The Society for Healthcare Epidemiology of America (SHEA) and Infectious Diseases Society of America (IDSA) recommend a two-step testing process. Glutamate dehydrogenase (GDH) has 70% to 80% sensitivity; thus, if the GDH test is negative, no further action is required. If the GDH testing is positive, you need to proceed with a bacterial culture because of the lack of the specificity (90%) of the GDH test. It is worth mentioning the SHEA/IDSA guidelines came out in 2010, while the polymerase chain reaction (PCR) testing for C difficile came to light in 2011 based on findings of many published studies.

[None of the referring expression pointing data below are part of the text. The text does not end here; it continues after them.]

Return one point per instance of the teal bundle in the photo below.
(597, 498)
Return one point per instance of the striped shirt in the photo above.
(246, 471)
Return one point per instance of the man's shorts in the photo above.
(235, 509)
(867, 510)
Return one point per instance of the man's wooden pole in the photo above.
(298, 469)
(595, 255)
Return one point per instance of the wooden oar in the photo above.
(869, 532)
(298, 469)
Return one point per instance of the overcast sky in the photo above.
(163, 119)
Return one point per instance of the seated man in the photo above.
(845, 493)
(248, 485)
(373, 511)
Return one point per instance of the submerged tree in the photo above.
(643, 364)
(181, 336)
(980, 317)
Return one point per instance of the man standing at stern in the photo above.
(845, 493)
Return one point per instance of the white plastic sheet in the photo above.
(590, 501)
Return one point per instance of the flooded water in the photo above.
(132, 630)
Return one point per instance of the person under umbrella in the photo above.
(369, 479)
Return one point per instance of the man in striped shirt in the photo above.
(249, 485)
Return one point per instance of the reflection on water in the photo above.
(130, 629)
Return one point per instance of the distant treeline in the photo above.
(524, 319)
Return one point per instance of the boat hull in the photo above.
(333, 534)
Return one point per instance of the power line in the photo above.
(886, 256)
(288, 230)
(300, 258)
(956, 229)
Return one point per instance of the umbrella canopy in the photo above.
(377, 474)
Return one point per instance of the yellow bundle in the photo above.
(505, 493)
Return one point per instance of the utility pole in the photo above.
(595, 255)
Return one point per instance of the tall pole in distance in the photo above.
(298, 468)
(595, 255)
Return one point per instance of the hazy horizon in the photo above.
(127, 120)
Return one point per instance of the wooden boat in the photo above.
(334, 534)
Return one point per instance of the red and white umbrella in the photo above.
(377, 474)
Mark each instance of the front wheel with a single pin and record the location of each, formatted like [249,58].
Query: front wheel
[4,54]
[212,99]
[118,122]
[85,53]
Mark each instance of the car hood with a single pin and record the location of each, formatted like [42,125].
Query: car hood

It is anticipated that IDSA may adopt PCR as the test of choice when guidelines are updated.
The recommended frequency of C difficile testing was recently limited.
According to the most recent literature supporting the use of PCR for C difficile testing, clinicians do not need to repeat the test any sooner than 1 week.1,2
1. Tenover F, Novak-Weekley S, Woods C, et al. Impact of strain type on detection of toxigenic Clostridium difficile: comparison of molecular diagnostic and enzyme immunoassay approaches. J Clin Microbiol. 2010;48:3719-3724.
2. Quinn CD, Sefers SE, Babiker W, et al. C. Diff Quick Chek complete enzyme immunoassay provides a reliable first-line method for detection of Clostridium difficile in stool specimens. J Clin Microbiol. 2010;48:603-605.
3. Peterson L, Robicsek A. Does my patient have Clostridium difficile infection? Ann Intern Med. 2009;151:176-179.